Les défis de la RE 2020

Annoncée comme un formidable accélérateur de développement pour le secteur de la construction bois, la RE 2020 oblige l’ensemble des acteurs de la chaîne de production d’un bâtiment à s’adapter à de nouvelles règles du jeu. Si le matériau bois n’est qu’un des éléments de la construction durable, il est à la base de nouvelles alliances et cela dans différents segments de ce marché en plein essor.

En vigueur à partir du 1er janvier 2022 pour les bâtiments à usage d’habitation, la RE 2020 sera élargie progressivement aux autres types de constructions – bureaux et bâtiments d’enseignement dès le 1er juillet 2022, puis au reste du secteur dès le 1er janvier 2023. La nouvelle réglementation cible trois objectifs principaux : encourager la sobriété et l’efficacité énergétique ; diminuer l’impact carbone sur le cycle de vie des bâtiments neufs en incitant à recourir plus fortement aux énergies renouvelables et aux matériaux biosourcés ; garantir la fraîcheur des bâtiments en cas de forte chaleur.

Le bois trouve sa place dans de nombreux projets de transformation urbaine. Ici, construction de logements sociaux en ossature bois, îlot Jaurès, Paris 19e. Architectes : archi5 (93).
Photo : archi5
La chimie verte s’invite même dans les formulations de produits de traitement ignifuge. 
Photo : Adkalis

Calculer les émissions de gaz à effet de serre

Pour répondre aux exigences de la RE 2020, le bois ne bénéficie pas d’un statut spécial, malgré ses propriétés qui paraissent évidentes. Comme les autres produits de construction, ceux qui sont réalisés à base de bois doivent prouver leurs performances environnementales au travers de FDES (Fiches de déclaration environnementale et sanitaire) détaillées. Ces dernières, devenues obligatoires pour toute construction neuve à partir du 1er janvier 2022, présentent de façon synthétique les résultats de l’Analyse de cycle de vie d’un produit pour toutes les phases de sa vie (production, transport, mise en œuvre, vie en œuvre, fin de vie). Afin de réduire le coût de ces FDES pour les entreprises, la Fédération nationale du bois a réalisé des FDES collectives pour les produits de construction en bois fabriqués en France. Depuis l’année dernière, les fabricants français disposent également d’un nouvel outil de configuration – DE-boisdefrance.fr – qui leur permet de personnaliser les FDES collectives aux données d’un chantier en précisant l’essence, les dimensions, le traitement et les finitions, le type de pose, la distance entre l’atelier et le chantier. Une autre fonctionnalité apportée par ce configurateur permet d’individualiser les FDES collectives aux données d’un industriel ou scieur de seconde transformation. L’outil a été développé avec l’expertise d’Esteana, bureau d’études spécialiste de la construction et de l’environnement.

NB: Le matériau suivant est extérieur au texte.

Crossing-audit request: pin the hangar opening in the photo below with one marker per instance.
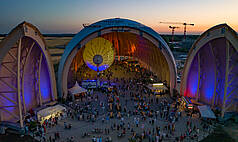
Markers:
(27, 78)
(210, 72)
(115, 40)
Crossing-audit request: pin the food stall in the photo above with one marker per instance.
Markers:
(157, 88)
(48, 112)
(76, 91)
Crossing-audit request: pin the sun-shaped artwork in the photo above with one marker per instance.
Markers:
(98, 54)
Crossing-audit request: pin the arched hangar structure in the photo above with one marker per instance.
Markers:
(27, 78)
(211, 72)
(129, 38)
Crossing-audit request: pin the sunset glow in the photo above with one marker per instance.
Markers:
(59, 16)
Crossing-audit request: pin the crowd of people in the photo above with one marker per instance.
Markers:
(130, 111)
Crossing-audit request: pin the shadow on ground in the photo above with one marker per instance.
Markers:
(16, 138)
(219, 135)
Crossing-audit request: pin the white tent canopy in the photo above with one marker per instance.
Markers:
(48, 112)
(206, 112)
(76, 89)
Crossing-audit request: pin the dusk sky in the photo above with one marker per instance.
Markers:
(67, 16)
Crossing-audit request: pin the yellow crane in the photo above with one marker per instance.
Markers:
(185, 26)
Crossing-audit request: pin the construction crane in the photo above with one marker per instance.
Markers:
(172, 28)
(185, 26)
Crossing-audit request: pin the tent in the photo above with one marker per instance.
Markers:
(48, 112)
(76, 89)
(206, 112)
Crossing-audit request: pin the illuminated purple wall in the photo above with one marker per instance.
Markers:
(45, 82)
(30, 79)
(207, 70)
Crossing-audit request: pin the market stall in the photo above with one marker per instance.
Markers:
(206, 112)
(76, 91)
(157, 88)
(49, 112)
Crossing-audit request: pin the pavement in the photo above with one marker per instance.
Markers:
(80, 127)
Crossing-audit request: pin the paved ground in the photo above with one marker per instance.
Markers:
(80, 127)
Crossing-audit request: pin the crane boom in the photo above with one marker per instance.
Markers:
(181, 23)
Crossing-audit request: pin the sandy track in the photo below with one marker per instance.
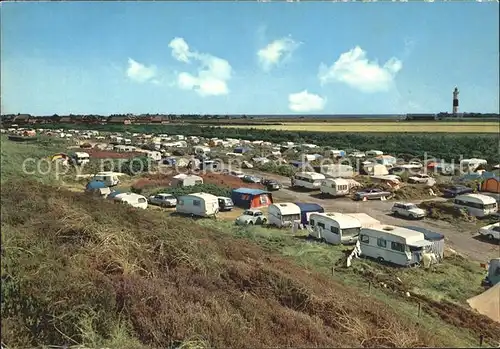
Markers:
(461, 236)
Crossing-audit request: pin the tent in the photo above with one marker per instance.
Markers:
(251, 198)
(487, 303)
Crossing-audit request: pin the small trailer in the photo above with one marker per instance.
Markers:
(198, 204)
(283, 214)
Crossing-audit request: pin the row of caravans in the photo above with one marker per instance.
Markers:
(397, 245)
(327, 186)
(286, 214)
(401, 246)
(338, 228)
(477, 205)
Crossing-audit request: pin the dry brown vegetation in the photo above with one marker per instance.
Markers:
(82, 270)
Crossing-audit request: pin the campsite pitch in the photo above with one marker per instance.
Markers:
(382, 127)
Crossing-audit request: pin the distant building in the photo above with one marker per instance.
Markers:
(455, 101)
(21, 119)
(124, 120)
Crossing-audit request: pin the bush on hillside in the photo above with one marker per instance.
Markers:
(200, 188)
(136, 165)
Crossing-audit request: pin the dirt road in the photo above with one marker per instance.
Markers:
(462, 236)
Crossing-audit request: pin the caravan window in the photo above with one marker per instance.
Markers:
(396, 246)
(350, 232)
(381, 243)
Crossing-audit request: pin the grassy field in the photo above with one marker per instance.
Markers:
(383, 127)
(78, 270)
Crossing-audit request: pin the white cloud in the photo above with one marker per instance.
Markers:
(305, 102)
(139, 72)
(213, 72)
(276, 52)
(180, 49)
(355, 70)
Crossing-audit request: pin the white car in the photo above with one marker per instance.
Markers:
(422, 178)
(407, 210)
(251, 217)
(163, 200)
(491, 231)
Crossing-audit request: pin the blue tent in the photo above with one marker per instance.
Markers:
(305, 208)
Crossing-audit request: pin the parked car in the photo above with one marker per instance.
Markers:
(372, 194)
(492, 231)
(456, 190)
(251, 179)
(407, 210)
(271, 184)
(420, 178)
(225, 204)
(251, 217)
(238, 174)
(163, 200)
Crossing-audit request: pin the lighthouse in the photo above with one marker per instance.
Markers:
(455, 101)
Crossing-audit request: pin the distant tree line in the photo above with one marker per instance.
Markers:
(435, 145)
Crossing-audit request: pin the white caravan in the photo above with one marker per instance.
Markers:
(154, 155)
(184, 180)
(309, 180)
(283, 214)
(477, 205)
(132, 199)
(109, 178)
(334, 228)
(81, 158)
(335, 187)
(201, 150)
(337, 171)
(397, 245)
(198, 204)
(470, 165)
(373, 153)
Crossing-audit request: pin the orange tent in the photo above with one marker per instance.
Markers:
(491, 185)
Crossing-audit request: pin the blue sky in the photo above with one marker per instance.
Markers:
(248, 58)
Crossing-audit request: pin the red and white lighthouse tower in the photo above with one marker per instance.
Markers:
(455, 101)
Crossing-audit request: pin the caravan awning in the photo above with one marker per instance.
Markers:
(421, 243)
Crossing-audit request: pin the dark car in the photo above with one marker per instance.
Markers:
(456, 190)
(372, 194)
(271, 184)
(251, 179)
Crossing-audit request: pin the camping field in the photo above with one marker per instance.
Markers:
(389, 127)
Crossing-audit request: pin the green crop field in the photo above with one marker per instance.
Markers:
(417, 127)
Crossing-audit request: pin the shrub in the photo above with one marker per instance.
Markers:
(136, 165)
(200, 188)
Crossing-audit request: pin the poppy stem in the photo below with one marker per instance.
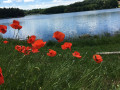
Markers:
(14, 34)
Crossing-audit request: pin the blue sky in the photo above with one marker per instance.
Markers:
(32, 4)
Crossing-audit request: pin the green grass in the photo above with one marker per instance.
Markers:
(62, 72)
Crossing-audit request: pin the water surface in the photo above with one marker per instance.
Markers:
(72, 24)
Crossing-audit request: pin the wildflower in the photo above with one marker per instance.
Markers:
(38, 44)
(77, 54)
(3, 29)
(66, 45)
(16, 25)
(31, 39)
(59, 36)
(97, 58)
(26, 50)
(34, 50)
(18, 48)
(51, 53)
(5, 42)
(1, 77)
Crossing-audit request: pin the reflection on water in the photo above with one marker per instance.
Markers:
(72, 24)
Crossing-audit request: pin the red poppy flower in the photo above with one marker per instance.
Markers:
(15, 21)
(66, 45)
(97, 58)
(26, 50)
(34, 50)
(51, 53)
(1, 77)
(77, 54)
(31, 39)
(18, 48)
(59, 36)
(16, 25)
(3, 29)
(5, 42)
(38, 44)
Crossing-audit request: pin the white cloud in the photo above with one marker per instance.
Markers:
(57, 0)
(10, 1)
(18, 0)
(7, 1)
(28, 0)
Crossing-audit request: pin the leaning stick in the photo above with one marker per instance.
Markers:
(116, 52)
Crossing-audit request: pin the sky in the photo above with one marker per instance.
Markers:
(33, 4)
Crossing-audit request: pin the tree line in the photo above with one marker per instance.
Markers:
(86, 5)
(11, 12)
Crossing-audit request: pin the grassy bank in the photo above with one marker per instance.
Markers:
(62, 72)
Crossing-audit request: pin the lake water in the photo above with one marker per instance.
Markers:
(72, 24)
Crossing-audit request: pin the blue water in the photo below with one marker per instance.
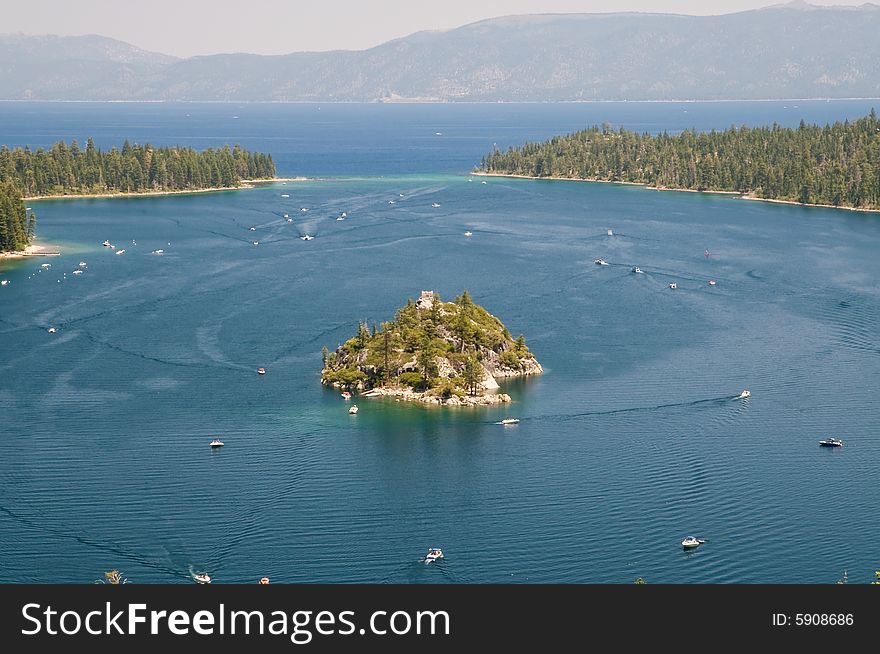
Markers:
(632, 439)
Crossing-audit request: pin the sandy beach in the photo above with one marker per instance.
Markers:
(245, 184)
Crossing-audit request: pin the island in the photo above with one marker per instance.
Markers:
(69, 170)
(836, 165)
(445, 353)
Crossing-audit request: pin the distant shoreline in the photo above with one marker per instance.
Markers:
(245, 184)
(742, 196)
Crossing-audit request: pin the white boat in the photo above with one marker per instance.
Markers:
(433, 554)
(690, 542)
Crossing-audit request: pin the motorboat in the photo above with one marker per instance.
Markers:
(690, 542)
(433, 554)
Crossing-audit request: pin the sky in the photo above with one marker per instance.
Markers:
(198, 27)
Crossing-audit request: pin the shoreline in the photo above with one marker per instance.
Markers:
(31, 251)
(742, 196)
(245, 184)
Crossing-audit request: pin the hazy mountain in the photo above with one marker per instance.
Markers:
(785, 51)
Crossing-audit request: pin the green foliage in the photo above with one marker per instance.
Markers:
(69, 170)
(16, 229)
(836, 164)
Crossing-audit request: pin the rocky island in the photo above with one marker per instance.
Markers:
(449, 353)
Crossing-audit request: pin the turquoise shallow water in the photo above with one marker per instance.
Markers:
(629, 442)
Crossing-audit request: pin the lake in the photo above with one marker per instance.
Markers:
(631, 440)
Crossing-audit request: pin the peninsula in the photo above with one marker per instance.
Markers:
(68, 170)
(448, 353)
(836, 165)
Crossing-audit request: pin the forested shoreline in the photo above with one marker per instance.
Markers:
(68, 169)
(837, 164)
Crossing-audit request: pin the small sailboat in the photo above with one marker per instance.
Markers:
(690, 542)
(433, 554)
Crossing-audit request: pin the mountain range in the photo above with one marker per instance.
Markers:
(786, 51)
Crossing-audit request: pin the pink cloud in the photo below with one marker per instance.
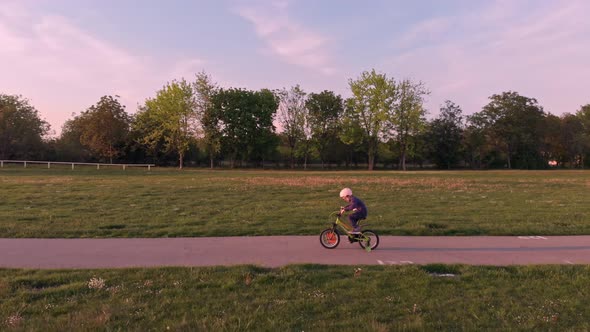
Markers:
(287, 39)
(541, 52)
(64, 69)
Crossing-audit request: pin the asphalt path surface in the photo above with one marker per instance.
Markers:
(273, 251)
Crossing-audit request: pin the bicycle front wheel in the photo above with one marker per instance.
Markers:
(369, 240)
(329, 238)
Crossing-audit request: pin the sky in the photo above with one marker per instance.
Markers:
(63, 55)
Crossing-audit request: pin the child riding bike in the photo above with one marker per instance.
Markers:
(358, 208)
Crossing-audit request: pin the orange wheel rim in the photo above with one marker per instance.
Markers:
(331, 238)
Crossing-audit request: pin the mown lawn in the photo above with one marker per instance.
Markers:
(37, 202)
(298, 298)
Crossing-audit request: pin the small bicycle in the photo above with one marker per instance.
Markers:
(330, 237)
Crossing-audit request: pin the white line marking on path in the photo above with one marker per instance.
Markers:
(394, 262)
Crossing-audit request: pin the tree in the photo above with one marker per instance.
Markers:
(573, 140)
(291, 116)
(515, 122)
(211, 132)
(245, 118)
(445, 136)
(173, 111)
(369, 110)
(324, 112)
(551, 148)
(584, 114)
(407, 117)
(21, 129)
(104, 128)
(475, 140)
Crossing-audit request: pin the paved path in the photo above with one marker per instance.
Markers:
(281, 250)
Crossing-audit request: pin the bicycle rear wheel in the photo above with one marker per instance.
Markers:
(369, 240)
(329, 238)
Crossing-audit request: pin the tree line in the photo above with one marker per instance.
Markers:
(382, 125)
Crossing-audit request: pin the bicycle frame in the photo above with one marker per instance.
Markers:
(339, 223)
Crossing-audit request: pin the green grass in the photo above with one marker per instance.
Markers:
(37, 202)
(299, 298)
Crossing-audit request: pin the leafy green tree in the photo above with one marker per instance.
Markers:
(211, 131)
(584, 114)
(445, 136)
(324, 112)
(475, 140)
(21, 129)
(292, 116)
(173, 119)
(551, 145)
(369, 111)
(515, 122)
(68, 146)
(245, 119)
(573, 140)
(407, 117)
(104, 128)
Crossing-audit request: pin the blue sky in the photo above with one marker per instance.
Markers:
(63, 55)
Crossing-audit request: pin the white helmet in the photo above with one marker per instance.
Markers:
(345, 192)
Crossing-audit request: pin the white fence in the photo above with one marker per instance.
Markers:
(49, 163)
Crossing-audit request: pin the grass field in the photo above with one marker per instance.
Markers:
(170, 203)
(298, 298)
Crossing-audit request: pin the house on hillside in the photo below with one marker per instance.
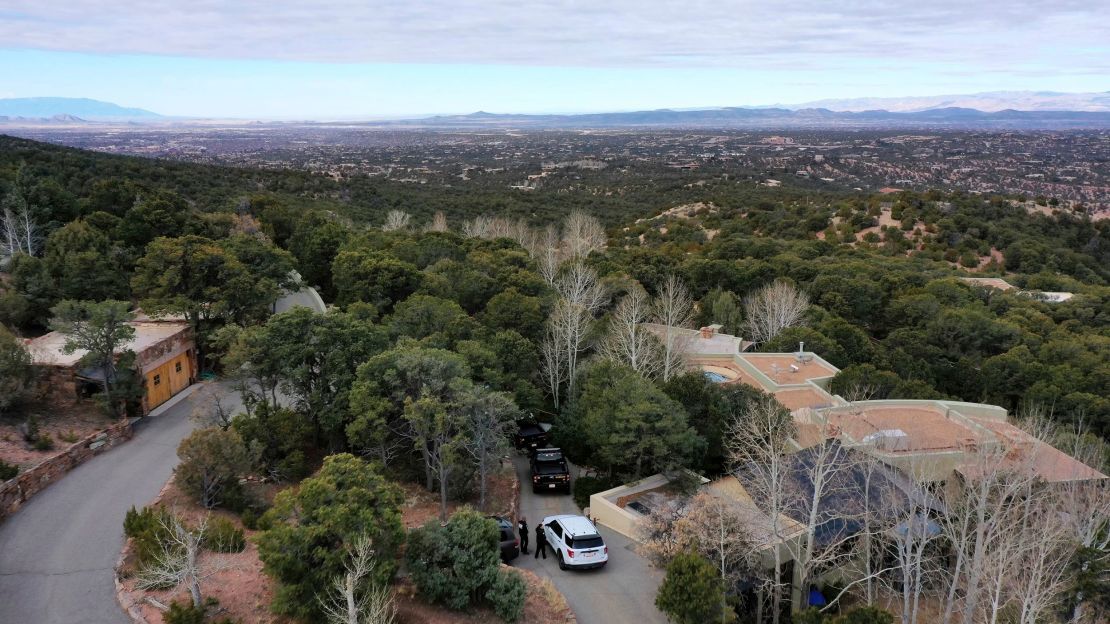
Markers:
(165, 355)
(898, 458)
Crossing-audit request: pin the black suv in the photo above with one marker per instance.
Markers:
(550, 471)
(530, 435)
(510, 543)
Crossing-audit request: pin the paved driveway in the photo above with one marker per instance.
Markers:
(58, 552)
(623, 592)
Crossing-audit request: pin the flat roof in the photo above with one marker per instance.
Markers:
(1043, 460)
(798, 398)
(926, 428)
(49, 350)
(730, 371)
(786, 369)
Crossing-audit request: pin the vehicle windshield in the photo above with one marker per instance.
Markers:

Le biosourcé gagne du terrain

Plébiscités par la nouvelle réglementation environnementale, les matériaux biosourcés font leur apparition chez tous les fabricants de solutions pour le bâtiment qu’il s’agisse de la structure, de l’isolation ou de la finition. Le groupe Blanchon, engagé dans ce domaine depuis 2009, a lancé en 2021 une gamme complète de produits biosourcés « 2e génération ». Adkalis (groupe Berkem), spécialiste de la chimie végétale et de solutions biosourcées de protection du matériau bois, innove pour sa part en proposant un système industriel ignifuge écologique (en phase aqueuse et sans COV) adapté à un usage intérieur et extérieur (bardages). Chez Weber, la question environnementale est traitée sous plusieurs angles et cela commence par le choix de l’électricité verte pour les sites de production, la diminution de matières premières non renouvelables dans les formulations ainsi que la réduction et la valorisation des déchets. Outre cette démarche éco-engagée, l’industriel travaille également à l’échelle des systèmes constructifs en développant depuis quelques années des solutions ITE + enduit adaptées à la construction ossature bois – webertherm XM. Deux d’entre elles intègrent des isolants biosourcés : liège et fibres de bois. Weber a également participé, aux côtés de Woodeum, à l’obtention des Atex pour l’isolation des bâtiments en CLT. Actuellement, il est engagé avec deux autres sociétés du groupe Saint-Gobain (Placo et Isover) ainsi que la société Mathis dans un projet de développement de solutions associant les matériaux biosourcés (parmi lesquels le bois) et des matériaux traditionnels. Depuis début mai, l’industriel a, par ailleurs, élargi son offre biosourcée au béton de chanvre (mélange de chanvre, de chaux et d’eau). Ce matériau de remplissage s’utilise notamment dans les systèmes poteaux-poutres, qu’ils soient en béton ou en bois.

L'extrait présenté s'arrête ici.